The determination of hydrogen coordinates in lanthanum nicotinate dihydrate crystals by Nd+3-proton double resonance

Abstract

The EPR (electron paramagnetic resonance) and proton ENDOR (electron nuclear double resonance) spectra of single crystals of lanthanum nicotinate dihydrate with Nd⁺³ dilutely substituted for La⁺³ have been obtained and described by appropriate spin Hamiltonian operators. The ENDOR signals of protons lying within 5 Å of the Nd⁺³ have been resolved and assigned to specific protons. The physical interpretation of the measured anisotropic rare earth ion–proton hyperfine interactions has been given.
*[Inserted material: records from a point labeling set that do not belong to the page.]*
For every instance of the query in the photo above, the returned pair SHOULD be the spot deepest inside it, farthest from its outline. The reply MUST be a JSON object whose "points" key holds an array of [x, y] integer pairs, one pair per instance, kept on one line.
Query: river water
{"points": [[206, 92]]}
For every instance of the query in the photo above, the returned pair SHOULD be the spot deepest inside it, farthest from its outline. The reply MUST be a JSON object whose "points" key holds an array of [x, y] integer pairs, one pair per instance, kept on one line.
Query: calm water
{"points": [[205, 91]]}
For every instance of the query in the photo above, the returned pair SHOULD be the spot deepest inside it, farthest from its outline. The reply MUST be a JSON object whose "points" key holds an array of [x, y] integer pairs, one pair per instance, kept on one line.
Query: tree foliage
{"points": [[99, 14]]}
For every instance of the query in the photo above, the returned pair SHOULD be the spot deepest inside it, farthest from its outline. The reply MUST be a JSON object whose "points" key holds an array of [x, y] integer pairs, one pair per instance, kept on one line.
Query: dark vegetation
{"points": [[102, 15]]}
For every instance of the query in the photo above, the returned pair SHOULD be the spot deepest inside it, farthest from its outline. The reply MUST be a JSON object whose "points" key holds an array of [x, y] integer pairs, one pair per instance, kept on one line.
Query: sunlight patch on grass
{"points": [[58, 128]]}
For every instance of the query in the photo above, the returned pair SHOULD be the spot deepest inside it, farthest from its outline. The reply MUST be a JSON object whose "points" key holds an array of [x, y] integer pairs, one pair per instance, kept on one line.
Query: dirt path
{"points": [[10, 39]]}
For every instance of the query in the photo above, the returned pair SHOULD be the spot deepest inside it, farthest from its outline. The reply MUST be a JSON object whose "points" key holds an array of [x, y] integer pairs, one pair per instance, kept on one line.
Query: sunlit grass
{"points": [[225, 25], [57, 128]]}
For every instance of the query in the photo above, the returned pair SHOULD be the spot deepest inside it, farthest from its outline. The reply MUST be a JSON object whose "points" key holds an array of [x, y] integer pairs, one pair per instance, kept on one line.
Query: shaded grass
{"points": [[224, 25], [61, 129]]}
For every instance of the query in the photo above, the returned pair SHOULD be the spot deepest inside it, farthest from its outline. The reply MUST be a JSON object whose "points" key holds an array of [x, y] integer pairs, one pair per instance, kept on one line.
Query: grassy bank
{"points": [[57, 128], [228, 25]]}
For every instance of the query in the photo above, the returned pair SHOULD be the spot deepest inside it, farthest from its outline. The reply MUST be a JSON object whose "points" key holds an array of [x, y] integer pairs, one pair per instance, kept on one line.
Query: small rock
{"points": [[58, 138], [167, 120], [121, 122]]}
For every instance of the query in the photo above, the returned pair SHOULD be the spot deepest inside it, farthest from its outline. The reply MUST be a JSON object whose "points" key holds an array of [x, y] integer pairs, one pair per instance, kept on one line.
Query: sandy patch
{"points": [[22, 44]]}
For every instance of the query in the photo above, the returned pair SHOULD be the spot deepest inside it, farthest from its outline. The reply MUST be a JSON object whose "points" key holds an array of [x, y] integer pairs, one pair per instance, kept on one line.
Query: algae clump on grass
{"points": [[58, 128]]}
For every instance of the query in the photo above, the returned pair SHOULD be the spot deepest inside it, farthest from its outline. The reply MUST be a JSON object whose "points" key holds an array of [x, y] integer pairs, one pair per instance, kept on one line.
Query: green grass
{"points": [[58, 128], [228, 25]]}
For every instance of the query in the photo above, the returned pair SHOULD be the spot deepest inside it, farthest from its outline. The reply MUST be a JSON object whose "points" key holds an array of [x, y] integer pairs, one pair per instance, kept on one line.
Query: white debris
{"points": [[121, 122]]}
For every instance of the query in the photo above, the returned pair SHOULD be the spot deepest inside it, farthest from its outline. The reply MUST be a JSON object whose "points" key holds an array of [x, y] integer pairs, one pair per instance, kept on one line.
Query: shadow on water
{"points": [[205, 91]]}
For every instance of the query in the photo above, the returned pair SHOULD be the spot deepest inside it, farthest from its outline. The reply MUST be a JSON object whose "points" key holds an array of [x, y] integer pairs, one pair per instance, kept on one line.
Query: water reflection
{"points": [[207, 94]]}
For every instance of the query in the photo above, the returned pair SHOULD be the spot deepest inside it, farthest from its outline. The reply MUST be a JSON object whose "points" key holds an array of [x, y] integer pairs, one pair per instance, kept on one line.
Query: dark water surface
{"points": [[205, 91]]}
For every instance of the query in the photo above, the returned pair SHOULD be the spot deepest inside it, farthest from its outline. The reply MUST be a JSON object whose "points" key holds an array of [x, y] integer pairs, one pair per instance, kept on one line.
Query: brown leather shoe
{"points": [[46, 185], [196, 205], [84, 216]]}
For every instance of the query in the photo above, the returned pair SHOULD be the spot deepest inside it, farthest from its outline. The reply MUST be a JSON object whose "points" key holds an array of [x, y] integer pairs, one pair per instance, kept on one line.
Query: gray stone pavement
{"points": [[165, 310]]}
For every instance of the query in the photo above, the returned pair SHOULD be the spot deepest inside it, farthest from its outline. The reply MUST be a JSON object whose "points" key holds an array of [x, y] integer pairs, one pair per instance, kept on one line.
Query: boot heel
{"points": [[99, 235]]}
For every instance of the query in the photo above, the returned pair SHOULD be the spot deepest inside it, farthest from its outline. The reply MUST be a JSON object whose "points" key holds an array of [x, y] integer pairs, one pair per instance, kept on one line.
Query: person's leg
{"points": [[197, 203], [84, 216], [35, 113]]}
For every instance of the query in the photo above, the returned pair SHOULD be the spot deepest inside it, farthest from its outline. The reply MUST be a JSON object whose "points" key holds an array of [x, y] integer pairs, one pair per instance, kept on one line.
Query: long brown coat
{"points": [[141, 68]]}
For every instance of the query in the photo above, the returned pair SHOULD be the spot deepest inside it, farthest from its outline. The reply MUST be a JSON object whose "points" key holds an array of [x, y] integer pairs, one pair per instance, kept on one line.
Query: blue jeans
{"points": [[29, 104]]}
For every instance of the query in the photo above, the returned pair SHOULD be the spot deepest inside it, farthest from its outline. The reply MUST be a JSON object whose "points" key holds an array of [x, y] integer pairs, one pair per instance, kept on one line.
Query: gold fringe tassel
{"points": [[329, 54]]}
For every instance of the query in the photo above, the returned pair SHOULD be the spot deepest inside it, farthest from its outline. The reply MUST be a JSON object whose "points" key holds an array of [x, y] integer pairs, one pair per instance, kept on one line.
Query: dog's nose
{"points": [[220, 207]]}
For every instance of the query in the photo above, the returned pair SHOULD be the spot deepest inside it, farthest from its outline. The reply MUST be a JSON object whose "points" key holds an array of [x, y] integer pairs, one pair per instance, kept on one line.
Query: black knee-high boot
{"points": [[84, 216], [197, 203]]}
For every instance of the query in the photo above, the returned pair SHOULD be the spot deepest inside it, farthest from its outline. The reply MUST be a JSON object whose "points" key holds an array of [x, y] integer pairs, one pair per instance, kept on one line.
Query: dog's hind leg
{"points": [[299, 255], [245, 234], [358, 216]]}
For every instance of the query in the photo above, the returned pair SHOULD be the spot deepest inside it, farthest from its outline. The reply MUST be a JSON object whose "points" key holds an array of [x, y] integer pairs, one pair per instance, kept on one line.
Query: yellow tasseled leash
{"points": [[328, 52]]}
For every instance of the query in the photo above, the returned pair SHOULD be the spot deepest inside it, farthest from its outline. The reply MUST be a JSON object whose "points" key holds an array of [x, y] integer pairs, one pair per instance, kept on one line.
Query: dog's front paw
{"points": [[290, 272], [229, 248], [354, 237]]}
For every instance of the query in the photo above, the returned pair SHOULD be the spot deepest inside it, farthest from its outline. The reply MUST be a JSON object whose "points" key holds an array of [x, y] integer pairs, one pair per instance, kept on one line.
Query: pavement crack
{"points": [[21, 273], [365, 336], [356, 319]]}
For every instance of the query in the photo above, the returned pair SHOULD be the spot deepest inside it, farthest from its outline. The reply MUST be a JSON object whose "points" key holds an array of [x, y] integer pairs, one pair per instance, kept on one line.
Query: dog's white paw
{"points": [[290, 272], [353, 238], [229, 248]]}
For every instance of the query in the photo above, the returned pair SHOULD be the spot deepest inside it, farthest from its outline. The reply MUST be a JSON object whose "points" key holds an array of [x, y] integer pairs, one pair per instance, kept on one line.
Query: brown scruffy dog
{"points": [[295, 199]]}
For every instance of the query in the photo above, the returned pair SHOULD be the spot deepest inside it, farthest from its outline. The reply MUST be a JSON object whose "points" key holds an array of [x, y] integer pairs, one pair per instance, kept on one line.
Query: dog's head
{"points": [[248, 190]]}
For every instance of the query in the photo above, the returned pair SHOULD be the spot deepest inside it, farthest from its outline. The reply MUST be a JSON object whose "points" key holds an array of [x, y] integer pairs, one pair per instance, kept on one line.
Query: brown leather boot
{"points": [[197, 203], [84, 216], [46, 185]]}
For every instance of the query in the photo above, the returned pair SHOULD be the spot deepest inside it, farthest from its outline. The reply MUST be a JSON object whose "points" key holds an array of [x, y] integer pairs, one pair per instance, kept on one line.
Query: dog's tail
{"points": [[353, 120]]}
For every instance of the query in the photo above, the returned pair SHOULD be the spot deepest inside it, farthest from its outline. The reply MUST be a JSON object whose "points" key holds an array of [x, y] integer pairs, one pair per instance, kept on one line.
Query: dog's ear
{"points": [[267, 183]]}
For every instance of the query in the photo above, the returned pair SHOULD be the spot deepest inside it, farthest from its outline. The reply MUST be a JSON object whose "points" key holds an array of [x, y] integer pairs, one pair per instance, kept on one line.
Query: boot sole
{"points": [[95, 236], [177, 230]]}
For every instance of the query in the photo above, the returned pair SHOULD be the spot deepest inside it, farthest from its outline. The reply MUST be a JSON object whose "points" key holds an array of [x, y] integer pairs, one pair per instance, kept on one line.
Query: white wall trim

The spatial coordinates of the protons in the principal axis system of the electron Zeeman interaction matrix g_e have been obtained with standard deviations ranging from 0.002 to 0.015 Å, with an average of 0.006 Å. The average standard deviation for the coordinates of the 4 H₂O protons nearest to the Nd⁺³ ion, three of which form hydrogen bonds with nicotinate nitrogen atoms, is 0.004 Å. The average standard deviation for their distances from the Nd⁺³ is 0.003 Å. It is clear that by means of suggested improvements of the reported techniques it should be possible to measure proton coordinates to 0.001 Å. The methods developed show promise for applications to problems concerning the structure of organic molecules, in particular organo–metallic complexes and large molecules of biological interest, such as proteins, to which paramagnetic ions may be attached.